The Malta College of Family Doctors (MCFD) and the Association of Private Family Doctors (APFD) said that as society adapt itself after the Covid-19 pandemic, family doctors are facing unmet needs from patients who were afraid to approach medical services in the past years.

In a statement listing proposals for Budget 2023, the two organisations said that a number of important medical services have not yet reached the previous level of activity after the pandemic.

MCFD and APFD said that political parties recognised, in their respective manifestos for the last general election, how ‘family doctors can do more if they are given more tools.’ A number of proposals were encouraged by both organisations for decision makers to observe in the imminent budget.

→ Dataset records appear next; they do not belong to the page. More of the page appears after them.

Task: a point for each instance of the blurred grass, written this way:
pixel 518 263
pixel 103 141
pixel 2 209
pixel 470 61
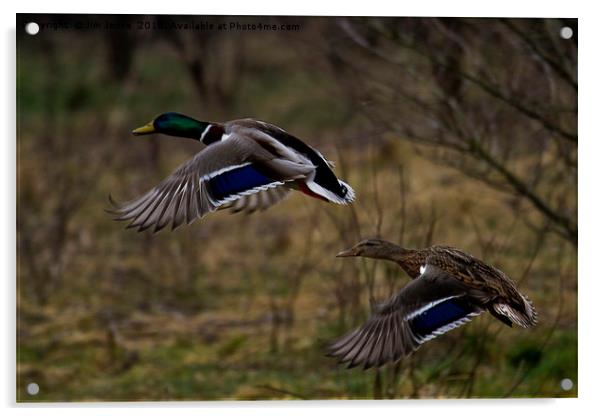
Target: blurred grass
pixel 204 313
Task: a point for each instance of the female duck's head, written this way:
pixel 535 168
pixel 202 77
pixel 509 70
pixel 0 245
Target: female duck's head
pixel 175 124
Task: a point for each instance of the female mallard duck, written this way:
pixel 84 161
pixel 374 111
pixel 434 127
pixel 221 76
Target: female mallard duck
pixel 450 287
pixel 247 165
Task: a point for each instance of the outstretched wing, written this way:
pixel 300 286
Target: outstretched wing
pixel 259 201
pixel 220 174
pixel 428 306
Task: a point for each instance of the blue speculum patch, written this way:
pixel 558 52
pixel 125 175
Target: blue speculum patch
pixel 236 181
pixel 438 316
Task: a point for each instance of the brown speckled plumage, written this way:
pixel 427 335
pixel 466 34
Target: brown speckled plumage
pixel 451 289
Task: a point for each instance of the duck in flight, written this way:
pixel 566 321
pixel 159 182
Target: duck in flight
pixel 247 165
pixel 448 289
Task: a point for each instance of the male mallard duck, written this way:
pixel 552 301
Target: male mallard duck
pixel 247 164
pixel 450 287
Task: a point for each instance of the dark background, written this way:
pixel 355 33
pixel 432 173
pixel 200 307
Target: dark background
pixel 451 131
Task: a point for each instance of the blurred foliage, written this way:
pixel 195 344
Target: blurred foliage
pixel 241 307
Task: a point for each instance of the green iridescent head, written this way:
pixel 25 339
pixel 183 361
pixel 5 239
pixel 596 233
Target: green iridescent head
pixel 173 124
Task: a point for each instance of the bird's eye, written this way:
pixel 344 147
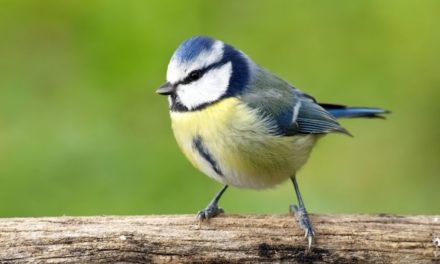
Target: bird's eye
pixel 194 75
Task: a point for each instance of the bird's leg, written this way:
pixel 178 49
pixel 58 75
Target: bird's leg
pixel 301 214
pixel 212 210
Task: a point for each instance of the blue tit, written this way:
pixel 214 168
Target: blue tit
pixel 242 125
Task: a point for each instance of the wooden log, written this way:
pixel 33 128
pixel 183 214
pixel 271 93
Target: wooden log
pixel 228 238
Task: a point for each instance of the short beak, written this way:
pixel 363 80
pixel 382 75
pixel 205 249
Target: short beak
pixel 166 89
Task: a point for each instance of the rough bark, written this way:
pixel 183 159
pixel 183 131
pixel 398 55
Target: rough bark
pixel 231 238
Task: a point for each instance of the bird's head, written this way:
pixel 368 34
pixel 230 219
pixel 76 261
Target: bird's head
pixel 203 71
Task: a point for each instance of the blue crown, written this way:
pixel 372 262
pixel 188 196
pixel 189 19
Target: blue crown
pixel 192 47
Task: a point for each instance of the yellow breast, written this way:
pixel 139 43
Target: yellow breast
pixel 241 144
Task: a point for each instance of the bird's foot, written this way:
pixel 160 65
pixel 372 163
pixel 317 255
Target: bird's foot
pixel 304 222
pixel 210 211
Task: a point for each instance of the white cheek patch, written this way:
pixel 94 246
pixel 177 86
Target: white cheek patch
pixel 207 89
pixel 177 70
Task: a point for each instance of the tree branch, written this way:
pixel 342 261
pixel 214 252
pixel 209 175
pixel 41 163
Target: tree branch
pixel 230 238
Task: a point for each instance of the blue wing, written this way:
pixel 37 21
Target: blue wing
pixel 293 112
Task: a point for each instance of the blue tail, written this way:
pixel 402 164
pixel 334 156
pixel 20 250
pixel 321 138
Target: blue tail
pixel 340 111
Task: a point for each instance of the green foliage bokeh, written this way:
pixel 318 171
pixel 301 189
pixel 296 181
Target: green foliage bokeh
pixel 83 133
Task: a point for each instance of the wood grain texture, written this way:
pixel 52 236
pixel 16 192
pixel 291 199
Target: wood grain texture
pixel 231 238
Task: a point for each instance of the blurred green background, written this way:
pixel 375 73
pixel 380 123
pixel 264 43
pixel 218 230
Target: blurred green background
pixel 82 131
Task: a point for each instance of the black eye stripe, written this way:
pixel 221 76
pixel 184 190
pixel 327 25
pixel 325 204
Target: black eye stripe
pixel 197 74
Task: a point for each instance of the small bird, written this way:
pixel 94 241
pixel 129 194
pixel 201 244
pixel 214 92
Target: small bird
pixel 242 125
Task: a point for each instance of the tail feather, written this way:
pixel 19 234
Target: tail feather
pixel 341 111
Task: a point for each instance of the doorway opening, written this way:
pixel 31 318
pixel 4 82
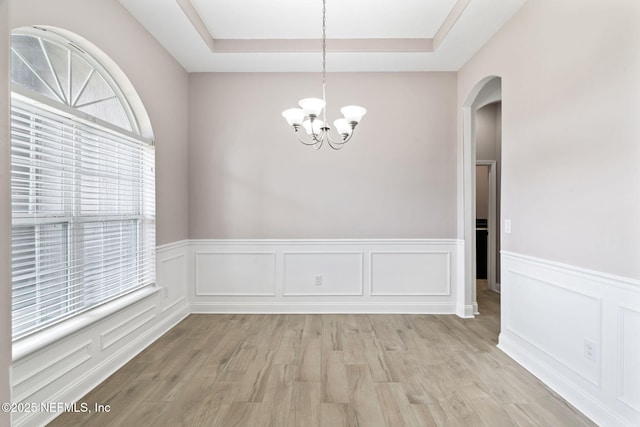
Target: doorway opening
pixel 482 134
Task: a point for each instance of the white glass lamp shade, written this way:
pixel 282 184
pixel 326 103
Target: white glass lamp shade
pixel 312 106
pixel 317 126
pixel 353 113
pixel 294 116
pixel 343 127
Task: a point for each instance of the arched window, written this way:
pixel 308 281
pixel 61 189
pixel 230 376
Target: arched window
pixel 82 185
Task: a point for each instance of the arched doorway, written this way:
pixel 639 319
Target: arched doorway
pixel 487 91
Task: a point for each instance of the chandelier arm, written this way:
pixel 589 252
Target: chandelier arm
pixel 336 145
pixel 314 139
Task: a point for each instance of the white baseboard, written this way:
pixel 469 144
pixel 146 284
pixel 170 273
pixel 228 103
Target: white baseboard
pixel 321 308
pixel 550 311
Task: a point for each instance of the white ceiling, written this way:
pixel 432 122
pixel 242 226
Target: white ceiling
pixel 284 35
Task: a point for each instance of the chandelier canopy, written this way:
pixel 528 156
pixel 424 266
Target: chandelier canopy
pixel 308 115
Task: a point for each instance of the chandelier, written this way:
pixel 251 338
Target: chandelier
pixel 308 115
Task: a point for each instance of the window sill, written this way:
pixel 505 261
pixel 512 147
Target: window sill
pixel 32 343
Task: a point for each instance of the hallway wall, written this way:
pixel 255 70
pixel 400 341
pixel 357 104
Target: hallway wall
pixel 570 276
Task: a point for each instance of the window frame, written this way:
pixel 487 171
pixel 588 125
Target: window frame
pixel 25 97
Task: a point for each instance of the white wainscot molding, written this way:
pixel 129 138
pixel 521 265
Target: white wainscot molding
pixel 578 331
pixel 66 361
pixel 325 276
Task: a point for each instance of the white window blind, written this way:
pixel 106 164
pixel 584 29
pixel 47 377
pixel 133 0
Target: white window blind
pixel 83 214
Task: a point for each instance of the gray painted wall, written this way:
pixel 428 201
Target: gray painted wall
pixel 250 178
pixel 570 130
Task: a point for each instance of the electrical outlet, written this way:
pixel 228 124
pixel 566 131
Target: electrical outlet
pixel 590 350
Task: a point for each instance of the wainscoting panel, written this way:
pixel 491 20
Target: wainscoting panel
pixel 560 333
pixel 336 273
pixel 234 273
pixel 410 273
pixel 578 330
pixel 66 361
pixel 325 276
pixel 629 378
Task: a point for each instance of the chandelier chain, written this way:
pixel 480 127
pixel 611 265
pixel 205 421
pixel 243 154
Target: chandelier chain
pixel 324 55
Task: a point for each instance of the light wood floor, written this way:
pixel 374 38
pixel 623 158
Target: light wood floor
pixel 327 370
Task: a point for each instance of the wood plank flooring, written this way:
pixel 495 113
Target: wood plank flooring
pixel 327 370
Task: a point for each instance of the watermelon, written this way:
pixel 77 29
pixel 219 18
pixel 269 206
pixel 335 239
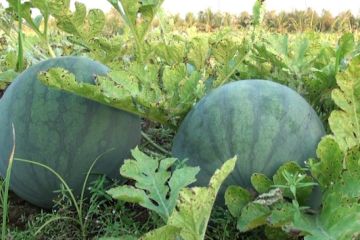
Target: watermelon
pixel 262 122
pixel 62 131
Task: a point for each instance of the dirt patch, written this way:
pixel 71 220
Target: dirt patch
pixel 20 212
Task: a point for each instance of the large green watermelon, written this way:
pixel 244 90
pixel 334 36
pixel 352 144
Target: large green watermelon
pixel 62 131
pixel 264 123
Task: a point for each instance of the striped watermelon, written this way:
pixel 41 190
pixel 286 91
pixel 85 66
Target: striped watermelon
pixel 264 123
pixel 62 131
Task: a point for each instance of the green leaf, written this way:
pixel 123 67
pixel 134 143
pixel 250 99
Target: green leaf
pixel 167 232
pixel 338 220
pixel 156 188
pixel 261 182
pixel 199 52
pixel 80 24
pixel 252 216
pixel 345 47
pixel 137 90
pixel 194 205
pixel 282 214
pixel 294 169
pixel 329 168
pixel 236 198
pixel 345 123
pixel 6 78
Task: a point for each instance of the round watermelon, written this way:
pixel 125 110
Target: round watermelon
pixel 264 123
pixel 62 131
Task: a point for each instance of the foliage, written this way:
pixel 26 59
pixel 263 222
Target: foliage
pixel 336 170
pixel 191 216
pixel 161 66
pixel 155 188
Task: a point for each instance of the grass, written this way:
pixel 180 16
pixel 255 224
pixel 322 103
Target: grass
pixel 100 216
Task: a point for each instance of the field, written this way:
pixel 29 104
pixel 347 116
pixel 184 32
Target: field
pixel 158 68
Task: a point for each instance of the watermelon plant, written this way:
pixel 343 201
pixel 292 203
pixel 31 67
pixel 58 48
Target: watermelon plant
pixel 336 170
pixel 62 131
pixel 264 123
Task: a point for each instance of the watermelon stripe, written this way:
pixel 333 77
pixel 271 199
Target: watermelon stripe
pixel 264 123
pixel 62 131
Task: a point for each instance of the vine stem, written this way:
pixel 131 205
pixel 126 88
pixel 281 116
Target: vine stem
pixel 154 144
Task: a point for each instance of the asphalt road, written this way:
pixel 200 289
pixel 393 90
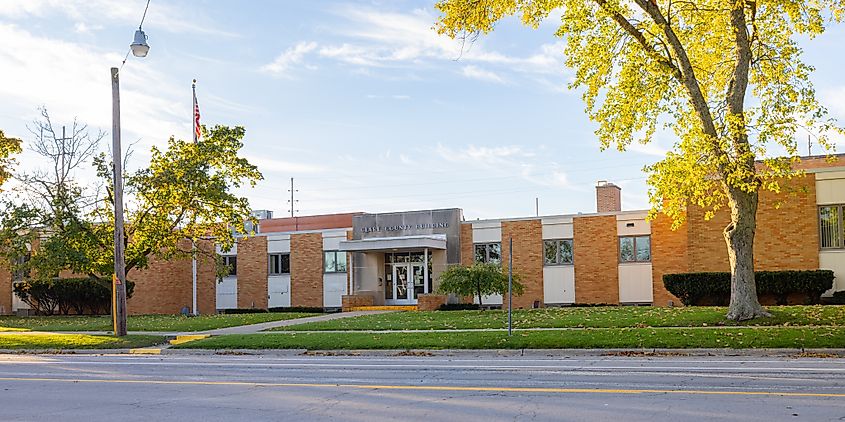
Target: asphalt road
pixel 304 388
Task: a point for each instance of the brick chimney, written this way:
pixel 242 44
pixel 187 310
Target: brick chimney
pixel 608 197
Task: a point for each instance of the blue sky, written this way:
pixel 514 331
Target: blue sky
pixel 361 102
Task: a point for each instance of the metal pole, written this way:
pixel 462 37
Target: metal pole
pixel 119 279
pixel 194 309
pixel 510 287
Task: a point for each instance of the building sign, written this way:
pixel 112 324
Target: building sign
pixel 405 227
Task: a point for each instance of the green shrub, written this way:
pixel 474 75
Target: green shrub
pixel 459 307
pixel 694 288
pixel 838 298
pixel 243 311
pixel 303 309
pixel 89 295
pixel 478 280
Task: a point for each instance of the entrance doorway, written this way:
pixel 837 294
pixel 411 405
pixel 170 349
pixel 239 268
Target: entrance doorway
pixel 408 283
pixel 407 276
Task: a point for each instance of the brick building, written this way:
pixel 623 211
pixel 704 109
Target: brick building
pixel 608 257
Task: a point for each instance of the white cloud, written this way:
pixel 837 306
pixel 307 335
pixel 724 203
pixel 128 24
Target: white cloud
pixel 289 58
pixel 377 39
pixel 267 165
pixel 475 72
pixel 161 15
pixel 149 113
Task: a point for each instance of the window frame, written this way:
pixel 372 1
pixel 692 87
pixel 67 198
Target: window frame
pixel 233 269
pixel 335 269
pixel 486 246
pixel 558 257
pixel 636 259
pixel 281 271
pixel 840 213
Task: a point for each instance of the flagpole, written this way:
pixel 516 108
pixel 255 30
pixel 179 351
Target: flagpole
pixel 194 309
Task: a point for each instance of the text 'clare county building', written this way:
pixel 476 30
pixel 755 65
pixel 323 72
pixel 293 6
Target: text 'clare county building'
pixel 608 257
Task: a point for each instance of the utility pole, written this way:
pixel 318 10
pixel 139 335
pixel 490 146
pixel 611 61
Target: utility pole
pixel 510 286
pixel 292 200
pixel 119 279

The two organisations made the following recommendations:

-          Fully roll out the national electronic patient health records for primary care;

-          Improve communication between primary and secondary care by investing in the digital interfaces needed to put all patient information from different medical sections available online;

-          Make digital services already available to the general population also available for residents in the Homes for the Elderly;

-          Create a route for all family doctors to be able to apply for free (Schedule V) medication on behalf of their patients;

-          Make more investigations available to all family doctors;

-          Increase the expenditure on preventive health services; and

-          Make shortcuts to bureaucratic triangulations. 

MCFD and APFD stated that these proposals can both improve the patient experience of the health service (as the number of stops and days taken off work to access health services would be decreased), whilst also transferring expenses from the fairly more expensive secondary hospital care services to the comparatively less expensive primary care services.